Spengler makes the Pope out to be almost an underground figure:
For the pope to refute the fundamental premise of US policy is news of inestimable strategic importance, yet a Google News scan reveals that not a single media outlet has taken notice of what Fessio told interviewer Hugh Hewitt last week. No matter: still and small as Benedict's voice might be, it carries further than earthquake and whirlwind.
While adding some valuable context to our understanding of the Pope's reported remarks - explaining the centrality of the question of revelation to Benedict's theology and anthropology - Spengler makes a fascinating observation on Benedict's article in the most recent edition of First Things (presently by subscription only):
Benedict makes the remarkable (for a pope) statement that the US model is what the early church really had in mind. He proceeds from the famous argument of Pope Gelasius I (492-496) that "because of human weakness (pride!), they have separated the two offices" of king and priest. Neither the state church model of Northern Europe nor the secular model of France, Italy and Spain has sufficed, Benedict observes. But he continues:Situated between the two [failed] models is the model of the United States of America. Formed on the basis of free churches, it adopts a separation between church and state. Above and beyond the single denominations, it is characterized by a Protestant Christian consensus that is not defined in denominational terms but rather in association with its sense of a special religious mission toward the rest of the world. The religious sphere thus acquires a significant weight in public affairs and emerges as a pre-political and supra-political force with the potential to have a decisive impact on political life.It is useless to bemoan the fact that Americans do not understand what they are until a European comes along and explains it to them; that has been true since Alexis de Tocqueville. It is most promising that a European, indeed one who speaks with the authority of the throne of St Peter, has explained the difference between the Christian foundation of the US political system and theocratic Islam - even if the explanation came in the form of a stage whisper. I expect this to have profound consequences.
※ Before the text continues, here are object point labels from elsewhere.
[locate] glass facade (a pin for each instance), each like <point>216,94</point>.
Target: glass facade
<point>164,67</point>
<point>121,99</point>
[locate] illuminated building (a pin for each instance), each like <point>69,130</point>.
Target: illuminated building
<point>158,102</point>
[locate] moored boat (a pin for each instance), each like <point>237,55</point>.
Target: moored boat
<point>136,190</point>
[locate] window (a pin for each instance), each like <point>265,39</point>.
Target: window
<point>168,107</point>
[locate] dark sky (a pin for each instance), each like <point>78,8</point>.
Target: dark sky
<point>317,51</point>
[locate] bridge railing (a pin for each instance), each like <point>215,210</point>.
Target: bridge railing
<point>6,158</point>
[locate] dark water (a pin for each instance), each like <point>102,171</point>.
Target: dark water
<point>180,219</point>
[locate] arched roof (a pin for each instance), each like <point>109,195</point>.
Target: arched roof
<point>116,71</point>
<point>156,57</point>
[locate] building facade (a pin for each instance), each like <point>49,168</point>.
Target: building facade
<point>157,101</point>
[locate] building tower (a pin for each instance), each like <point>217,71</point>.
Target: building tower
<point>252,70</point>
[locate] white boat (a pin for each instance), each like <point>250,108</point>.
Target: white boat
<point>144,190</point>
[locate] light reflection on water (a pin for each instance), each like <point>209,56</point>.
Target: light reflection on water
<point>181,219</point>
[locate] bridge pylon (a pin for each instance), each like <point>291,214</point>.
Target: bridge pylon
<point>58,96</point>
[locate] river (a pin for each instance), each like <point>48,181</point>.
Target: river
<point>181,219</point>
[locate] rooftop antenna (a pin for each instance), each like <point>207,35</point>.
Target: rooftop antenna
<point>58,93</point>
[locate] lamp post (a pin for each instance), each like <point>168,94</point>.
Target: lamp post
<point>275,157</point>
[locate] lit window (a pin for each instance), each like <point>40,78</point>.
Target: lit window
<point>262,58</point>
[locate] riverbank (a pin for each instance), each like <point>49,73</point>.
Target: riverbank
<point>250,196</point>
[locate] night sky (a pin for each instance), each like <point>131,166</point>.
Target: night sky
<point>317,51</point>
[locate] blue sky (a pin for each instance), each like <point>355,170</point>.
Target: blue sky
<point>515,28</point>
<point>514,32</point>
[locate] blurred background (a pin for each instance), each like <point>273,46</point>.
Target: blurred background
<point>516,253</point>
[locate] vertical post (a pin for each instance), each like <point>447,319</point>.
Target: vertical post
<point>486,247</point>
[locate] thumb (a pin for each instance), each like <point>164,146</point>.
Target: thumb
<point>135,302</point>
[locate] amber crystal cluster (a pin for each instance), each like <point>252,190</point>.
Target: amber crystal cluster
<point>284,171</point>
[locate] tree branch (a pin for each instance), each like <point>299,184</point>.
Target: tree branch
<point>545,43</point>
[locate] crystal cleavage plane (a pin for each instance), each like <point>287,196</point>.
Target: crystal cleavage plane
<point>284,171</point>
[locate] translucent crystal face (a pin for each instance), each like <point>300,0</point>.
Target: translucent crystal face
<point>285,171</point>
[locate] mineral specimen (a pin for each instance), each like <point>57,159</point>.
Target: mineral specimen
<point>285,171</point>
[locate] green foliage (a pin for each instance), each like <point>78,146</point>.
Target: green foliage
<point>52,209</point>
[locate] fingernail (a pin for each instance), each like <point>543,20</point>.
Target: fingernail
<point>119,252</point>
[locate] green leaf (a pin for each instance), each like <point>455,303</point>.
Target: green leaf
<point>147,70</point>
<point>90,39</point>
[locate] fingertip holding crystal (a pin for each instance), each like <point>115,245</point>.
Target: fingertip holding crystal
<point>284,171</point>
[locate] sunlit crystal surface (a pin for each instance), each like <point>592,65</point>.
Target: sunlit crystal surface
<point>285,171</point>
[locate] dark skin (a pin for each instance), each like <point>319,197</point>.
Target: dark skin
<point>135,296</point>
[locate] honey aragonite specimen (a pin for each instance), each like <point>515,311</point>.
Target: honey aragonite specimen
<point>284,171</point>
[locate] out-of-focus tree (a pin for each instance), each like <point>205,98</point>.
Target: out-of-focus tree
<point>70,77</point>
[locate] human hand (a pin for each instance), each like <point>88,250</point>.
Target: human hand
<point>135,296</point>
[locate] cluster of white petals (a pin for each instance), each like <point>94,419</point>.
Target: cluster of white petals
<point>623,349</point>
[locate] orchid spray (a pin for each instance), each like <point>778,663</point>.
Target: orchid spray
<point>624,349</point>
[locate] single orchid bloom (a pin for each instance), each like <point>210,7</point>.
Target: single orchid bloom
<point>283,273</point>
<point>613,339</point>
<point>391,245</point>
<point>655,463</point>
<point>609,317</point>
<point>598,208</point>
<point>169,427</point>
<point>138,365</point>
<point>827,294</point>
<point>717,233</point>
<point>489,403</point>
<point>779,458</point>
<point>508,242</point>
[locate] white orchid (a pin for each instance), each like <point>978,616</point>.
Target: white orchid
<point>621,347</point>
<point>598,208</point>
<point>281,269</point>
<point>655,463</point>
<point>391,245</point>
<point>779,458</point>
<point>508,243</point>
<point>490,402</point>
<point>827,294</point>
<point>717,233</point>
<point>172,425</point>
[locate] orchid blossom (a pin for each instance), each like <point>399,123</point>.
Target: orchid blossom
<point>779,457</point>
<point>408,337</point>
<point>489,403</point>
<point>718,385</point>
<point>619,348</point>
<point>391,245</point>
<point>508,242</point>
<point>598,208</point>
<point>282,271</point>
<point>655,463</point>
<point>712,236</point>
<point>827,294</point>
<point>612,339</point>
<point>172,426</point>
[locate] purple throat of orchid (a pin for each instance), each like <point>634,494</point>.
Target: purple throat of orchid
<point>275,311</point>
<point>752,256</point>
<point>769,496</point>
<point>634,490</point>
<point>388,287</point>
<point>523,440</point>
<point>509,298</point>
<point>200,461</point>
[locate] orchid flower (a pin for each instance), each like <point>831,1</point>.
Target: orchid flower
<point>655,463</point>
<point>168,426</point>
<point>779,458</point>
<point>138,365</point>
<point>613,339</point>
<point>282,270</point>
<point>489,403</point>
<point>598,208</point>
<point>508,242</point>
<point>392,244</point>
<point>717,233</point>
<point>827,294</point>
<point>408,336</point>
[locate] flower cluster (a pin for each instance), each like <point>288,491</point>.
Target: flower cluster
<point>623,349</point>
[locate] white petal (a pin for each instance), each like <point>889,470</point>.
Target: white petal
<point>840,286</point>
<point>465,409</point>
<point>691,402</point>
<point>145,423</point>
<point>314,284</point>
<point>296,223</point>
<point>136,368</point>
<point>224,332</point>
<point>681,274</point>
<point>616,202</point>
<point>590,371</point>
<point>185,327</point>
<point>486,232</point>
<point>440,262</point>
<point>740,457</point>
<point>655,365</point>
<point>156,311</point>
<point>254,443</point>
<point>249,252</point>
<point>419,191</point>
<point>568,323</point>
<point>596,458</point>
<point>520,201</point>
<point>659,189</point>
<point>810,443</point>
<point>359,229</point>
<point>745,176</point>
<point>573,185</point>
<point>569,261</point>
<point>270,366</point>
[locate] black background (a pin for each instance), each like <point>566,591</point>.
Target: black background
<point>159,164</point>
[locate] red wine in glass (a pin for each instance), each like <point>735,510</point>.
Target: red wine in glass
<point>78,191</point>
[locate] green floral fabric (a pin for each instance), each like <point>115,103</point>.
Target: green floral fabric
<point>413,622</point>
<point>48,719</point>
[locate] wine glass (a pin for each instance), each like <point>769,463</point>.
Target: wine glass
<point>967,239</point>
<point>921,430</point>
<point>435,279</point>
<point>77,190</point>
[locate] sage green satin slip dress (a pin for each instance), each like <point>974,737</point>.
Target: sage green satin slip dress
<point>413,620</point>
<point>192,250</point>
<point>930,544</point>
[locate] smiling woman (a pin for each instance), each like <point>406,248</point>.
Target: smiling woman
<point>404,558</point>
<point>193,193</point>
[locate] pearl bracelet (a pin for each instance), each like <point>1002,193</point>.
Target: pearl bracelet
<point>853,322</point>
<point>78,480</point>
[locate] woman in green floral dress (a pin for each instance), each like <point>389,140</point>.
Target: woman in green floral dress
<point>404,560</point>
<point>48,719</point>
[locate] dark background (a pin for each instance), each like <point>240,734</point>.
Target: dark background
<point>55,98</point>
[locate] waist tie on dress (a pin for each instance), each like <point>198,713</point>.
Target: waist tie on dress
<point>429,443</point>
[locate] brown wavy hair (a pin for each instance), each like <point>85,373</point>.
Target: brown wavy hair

It would seem that Benedict has come to the same conclusion as at least one of our readers, Pastorius, who noted here that if Europe is to survive as an engine of western culture, it must become more like America. For Benedict, this means Europe must rediscover the prepolitical (revealed and sacred) truths which make politics, i.e. contest of a shared human scene, possible. I wonder also what YARGB readers will make of Spengler's suggestion that America still has much to learn from Europe, or at least from certain Europeans.